Nell’estate del detto e non detto, risultano finora chiaramente detti solo i no di Lega e Fi all’abbassamento della soglia. Il partito di Salvini perché intende rafforzare la sua già netta posizione a favore dell’affermazione di un centrodestra europeo però con dentro anche la Le Pen e i tedeschi di Afd. E così occupare anche spazi di destra lasciati scoperti in Italia dal partito del premier Giorgia Meloni. Seppur la Lega sia da sempre un partito pragmatico e post-ideologico, in questo senso di centro, ma ora con la legittima necessità di tornare a doppia cifra e non essere insidiata a destra dalla dispersione di voti che provocherebbe con l’abbassamento dell’asticella l’affermazione di nuovi piccoli partiti come quello di Gianni Alemanno.

Forza Italia, pur contraria alle alleanze con Afd e la Le Pen in Europa, è naturale che faccia quadrato contro le mire di Renzi. Peraltro ufficializzate dallo stesso leader di Iv che vuole far “Centro” senza però un centro di gravità permanente nei consensi reali del Paese. FdI? L’affermazione di partitini a sinistra del Pd renderebbe con la sottrazione dei voti i dem, principale partito d’opposizione, più deboli. Cosa che ovviamente non farebbe dispiacere al partito del premier. E rafforzerebbe la sua centralità in generale e dentro lo stesso centrodestra. Il ministro dell’Agricoltura Francesco Lollobrigida in una intervista con Paola Di Caro per Il Corriere della sera ha detto che FdI vuole diventare “l’architrave” del centrodestra, seppur “senza mire egemoniche”. Insomma, intende legittimamente svolgere quel ruolo sempre rivendicato da Silvio Berlusconi, fondatore della coalizione, per Forza Italia.
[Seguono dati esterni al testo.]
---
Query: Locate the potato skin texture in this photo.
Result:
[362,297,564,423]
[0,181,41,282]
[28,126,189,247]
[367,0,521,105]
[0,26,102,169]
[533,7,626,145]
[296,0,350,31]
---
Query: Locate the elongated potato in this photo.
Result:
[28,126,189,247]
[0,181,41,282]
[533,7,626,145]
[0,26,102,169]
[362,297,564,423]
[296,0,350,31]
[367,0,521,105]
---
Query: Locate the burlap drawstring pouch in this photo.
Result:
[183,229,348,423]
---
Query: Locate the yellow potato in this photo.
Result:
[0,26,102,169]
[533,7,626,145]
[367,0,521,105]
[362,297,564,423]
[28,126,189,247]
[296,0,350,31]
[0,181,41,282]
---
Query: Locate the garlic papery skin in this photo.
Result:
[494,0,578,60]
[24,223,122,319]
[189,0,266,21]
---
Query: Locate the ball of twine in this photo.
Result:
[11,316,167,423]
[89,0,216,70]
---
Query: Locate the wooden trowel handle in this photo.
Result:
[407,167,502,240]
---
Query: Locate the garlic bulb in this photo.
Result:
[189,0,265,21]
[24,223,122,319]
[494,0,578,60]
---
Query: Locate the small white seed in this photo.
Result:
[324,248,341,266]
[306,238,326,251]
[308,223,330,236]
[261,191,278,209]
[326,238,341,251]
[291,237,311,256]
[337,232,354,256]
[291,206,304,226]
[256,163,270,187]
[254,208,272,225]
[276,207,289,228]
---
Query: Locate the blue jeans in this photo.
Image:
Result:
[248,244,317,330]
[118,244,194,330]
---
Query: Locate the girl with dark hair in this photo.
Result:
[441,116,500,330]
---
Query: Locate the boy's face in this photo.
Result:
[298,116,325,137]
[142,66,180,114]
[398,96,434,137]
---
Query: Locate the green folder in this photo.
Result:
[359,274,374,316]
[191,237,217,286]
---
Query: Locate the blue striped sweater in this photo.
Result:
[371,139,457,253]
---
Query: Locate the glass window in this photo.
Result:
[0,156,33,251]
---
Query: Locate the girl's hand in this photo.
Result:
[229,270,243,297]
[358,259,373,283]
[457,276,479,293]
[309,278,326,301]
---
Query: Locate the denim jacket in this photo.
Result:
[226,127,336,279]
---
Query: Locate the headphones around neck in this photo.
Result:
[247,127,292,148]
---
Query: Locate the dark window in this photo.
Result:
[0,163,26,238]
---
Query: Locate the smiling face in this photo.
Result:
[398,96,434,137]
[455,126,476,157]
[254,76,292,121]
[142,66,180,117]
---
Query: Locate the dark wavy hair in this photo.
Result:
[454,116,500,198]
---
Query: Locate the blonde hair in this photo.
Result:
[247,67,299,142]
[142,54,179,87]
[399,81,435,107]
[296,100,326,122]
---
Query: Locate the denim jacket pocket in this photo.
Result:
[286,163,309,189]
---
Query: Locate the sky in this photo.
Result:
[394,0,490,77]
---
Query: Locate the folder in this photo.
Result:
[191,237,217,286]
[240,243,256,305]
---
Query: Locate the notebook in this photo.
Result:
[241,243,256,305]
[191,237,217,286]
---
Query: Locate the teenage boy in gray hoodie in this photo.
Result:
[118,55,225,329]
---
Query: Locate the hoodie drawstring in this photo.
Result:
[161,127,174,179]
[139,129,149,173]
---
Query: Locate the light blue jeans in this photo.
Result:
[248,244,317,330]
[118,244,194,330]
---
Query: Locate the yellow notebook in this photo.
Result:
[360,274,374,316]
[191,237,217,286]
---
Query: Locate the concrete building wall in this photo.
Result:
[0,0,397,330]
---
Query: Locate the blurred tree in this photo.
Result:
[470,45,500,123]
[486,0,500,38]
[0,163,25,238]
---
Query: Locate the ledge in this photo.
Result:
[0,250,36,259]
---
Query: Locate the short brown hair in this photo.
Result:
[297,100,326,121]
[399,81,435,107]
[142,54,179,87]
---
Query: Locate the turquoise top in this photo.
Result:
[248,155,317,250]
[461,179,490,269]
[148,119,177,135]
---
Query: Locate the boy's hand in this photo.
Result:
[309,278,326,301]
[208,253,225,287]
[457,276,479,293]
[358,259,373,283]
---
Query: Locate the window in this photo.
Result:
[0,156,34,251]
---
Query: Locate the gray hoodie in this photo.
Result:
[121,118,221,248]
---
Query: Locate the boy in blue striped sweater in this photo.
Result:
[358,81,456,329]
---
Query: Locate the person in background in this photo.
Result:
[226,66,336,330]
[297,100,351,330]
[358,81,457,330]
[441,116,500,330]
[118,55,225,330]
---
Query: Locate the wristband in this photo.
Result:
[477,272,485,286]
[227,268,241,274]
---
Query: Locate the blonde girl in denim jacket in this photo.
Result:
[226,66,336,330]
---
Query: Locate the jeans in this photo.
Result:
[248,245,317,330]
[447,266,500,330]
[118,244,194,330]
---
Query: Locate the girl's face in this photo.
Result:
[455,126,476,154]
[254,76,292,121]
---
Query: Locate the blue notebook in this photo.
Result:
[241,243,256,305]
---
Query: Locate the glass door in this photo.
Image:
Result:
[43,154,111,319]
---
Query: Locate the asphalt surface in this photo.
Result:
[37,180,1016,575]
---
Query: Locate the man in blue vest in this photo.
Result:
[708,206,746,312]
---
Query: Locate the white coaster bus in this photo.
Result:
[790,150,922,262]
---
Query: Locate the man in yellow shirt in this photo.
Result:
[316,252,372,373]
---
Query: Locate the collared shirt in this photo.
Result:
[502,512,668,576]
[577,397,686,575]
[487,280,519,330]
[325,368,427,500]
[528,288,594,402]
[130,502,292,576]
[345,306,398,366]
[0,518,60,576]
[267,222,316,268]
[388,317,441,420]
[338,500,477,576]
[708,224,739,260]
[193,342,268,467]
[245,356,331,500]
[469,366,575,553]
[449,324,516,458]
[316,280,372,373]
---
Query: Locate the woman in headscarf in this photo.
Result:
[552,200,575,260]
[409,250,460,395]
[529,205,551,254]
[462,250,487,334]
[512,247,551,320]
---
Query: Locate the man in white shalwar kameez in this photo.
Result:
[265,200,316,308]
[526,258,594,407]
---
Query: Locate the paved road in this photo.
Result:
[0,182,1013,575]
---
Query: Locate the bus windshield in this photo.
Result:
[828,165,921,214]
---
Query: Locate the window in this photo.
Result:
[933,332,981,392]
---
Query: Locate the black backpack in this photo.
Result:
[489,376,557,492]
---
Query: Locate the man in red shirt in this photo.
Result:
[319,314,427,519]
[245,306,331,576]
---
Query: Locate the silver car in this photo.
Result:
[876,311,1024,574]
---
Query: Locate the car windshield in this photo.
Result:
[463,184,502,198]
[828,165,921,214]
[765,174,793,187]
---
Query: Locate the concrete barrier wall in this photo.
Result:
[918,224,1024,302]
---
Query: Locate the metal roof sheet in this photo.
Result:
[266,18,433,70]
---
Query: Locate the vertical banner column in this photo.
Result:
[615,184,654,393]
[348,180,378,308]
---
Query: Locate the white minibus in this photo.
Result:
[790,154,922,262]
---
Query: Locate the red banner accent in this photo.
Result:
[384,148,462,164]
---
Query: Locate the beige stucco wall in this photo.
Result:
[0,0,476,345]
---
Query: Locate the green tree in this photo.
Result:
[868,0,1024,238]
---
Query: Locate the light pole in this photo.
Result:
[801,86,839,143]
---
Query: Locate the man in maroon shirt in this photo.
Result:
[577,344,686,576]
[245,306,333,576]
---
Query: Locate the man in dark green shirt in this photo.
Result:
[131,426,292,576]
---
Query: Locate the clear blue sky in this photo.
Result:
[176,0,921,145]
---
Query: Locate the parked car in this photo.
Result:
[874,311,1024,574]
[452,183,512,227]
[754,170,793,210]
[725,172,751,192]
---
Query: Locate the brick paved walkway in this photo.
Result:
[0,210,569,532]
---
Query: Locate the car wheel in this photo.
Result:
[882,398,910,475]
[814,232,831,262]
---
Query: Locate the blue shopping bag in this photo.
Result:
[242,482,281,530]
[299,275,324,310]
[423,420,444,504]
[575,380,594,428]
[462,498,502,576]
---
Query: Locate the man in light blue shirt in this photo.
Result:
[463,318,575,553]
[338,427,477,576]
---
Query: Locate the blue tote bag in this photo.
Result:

La gara a chi fa centro è aperta. Seppur il peso di FdI sia imparagonabile con quello che i numeri assegnano a Renzi e FdI sia fermamente attestata da sempre sul bipolarismo. La gara nel centrodestra che si accentuerà inevitabilmente per le Europee è, appunto, tutta interna. Ma c’è anche l’altra faccia della medaglia. Ovvero il rischio che Renzi, abile nelle manovre di Palazzo, o lo stesso Amato – le cui dichiarazioni su Ustica, non certo di aiuto per i rapporti del governo con la Francia, sono oggettivamente quasi contestuali a una interrogazione del Pd sul tema -, si insinuino goccia a goccia in certe fisiologiche tensioni nella maggioranza in vista delle Europee.

Forse, seppur la coalizione sia solida e l’alternativa non si intravvede, servirebbe più spirito collegiale nei confronti degli alleati da parte di FdI, il partito maggiore di cui il premier Meloni è presidente. Se attecchisse, seppur appaia improbabile, l’operazione “Centro” di Renzi con inevitabili riflessi italiani, non solo sarebbe un tracollo per Fi, ma sarebbe l’apripista per scardinare l’intero assetto del centrodestra o destracentro. Dove la Lega, secondo partito, è, insieme con Fi, l’altro decisivo partner di FdI.

Salvini, intervistato da Rtl questa mattina, pur definendo “fantasie” quelle dei giornali e sottolineando che non ci sono dissidi nella maggioranza neppure sulla legge di Bilancio e che il governo “durerà cinque anni”, ribadisce: “La legge elettorale per le Europee quella è e quella resta. I problemi degli italiani sono altri”.